What a time to be alive. Somewhere in the world, a Mitsubishi parallel parks itself, a voice-activated coffee maker brews a non-fat cappuccino, and a simplistic Dior slogan tee dominates the Paris runway-causing a media firestorm.
Bringing feminism to the foreground of fashion, Maria Grazia Chiuri makes her debut as Christian Dior’s first female art director in the company’s 70 year history. Channeling Celebrated Nigerian writer and feminist icon Chimamanda Ngozi Adichie’s 2012 Ted x Talk , the t-shirt emboldened the unequivocal statement “We should all be feminists.”A vehicle for change and a reflection of the current political climate, slogan tees have endured the test of time as a staple in fashion, from “Frankie Says Relax” to “Flick Your Bean for Agyness Deyn,” posing the question of what is truly at stake.

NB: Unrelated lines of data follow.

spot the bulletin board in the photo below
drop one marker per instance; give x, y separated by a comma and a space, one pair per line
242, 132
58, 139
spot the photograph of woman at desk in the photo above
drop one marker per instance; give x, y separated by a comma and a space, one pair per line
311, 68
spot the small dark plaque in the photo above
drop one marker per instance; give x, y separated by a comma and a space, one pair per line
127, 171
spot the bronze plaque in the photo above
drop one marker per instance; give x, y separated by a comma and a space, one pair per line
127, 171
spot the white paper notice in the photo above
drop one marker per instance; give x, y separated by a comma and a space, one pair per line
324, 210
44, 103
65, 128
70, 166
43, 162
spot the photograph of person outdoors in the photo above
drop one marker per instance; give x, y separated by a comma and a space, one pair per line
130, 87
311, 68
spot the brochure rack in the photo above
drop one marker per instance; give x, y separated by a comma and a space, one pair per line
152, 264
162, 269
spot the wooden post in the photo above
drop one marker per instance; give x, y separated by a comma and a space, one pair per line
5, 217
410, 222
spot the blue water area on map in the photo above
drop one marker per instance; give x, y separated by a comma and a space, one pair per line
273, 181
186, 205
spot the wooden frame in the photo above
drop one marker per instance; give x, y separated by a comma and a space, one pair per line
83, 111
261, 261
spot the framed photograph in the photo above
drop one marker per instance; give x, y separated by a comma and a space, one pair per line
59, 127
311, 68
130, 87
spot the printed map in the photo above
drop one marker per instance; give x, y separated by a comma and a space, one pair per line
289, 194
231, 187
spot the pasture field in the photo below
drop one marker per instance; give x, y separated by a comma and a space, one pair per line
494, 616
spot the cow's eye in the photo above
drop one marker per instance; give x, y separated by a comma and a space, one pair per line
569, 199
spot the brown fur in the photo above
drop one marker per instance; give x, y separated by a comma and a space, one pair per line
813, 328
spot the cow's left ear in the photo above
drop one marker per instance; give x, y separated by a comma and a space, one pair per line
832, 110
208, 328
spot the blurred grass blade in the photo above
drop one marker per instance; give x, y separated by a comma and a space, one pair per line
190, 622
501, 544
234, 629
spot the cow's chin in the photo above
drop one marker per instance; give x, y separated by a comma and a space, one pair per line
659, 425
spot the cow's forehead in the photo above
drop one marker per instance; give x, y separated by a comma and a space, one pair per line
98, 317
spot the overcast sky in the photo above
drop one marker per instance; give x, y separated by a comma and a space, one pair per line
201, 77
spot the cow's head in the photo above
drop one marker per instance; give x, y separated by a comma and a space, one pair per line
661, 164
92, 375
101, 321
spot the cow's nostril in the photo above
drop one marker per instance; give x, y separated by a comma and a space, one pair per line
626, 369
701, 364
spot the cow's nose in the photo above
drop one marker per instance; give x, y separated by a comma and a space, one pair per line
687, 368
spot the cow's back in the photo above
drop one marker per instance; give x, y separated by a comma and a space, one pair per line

The age old feminist/fashion debate is stirred once again: where is the feminist’s place in twenty-first century fashion politic? In an epoch of expansive freedom, social activism, and artistic expression, Chiuri’s progressive collection of fencing-inspired suits and elegant, comfortable clothing speaks to modern women of ambition. She asserts in her show notes, "I strive to be attentive and open to the world and to create fashion that resembles the women of today.” This marks a radical time for female empowerment and gender equality in an industry that has been dominated by males for centuries.
An indelible assertion of self-expression and empowerment, the runway challenges repressive social conditions and ideologies in its attempts to transpire social change. Millennials today experience a new wave of feminism, one that advocates for gender equality built on liberation and the freedom to make choices-or in other words, a dio(r)evolution of the mind.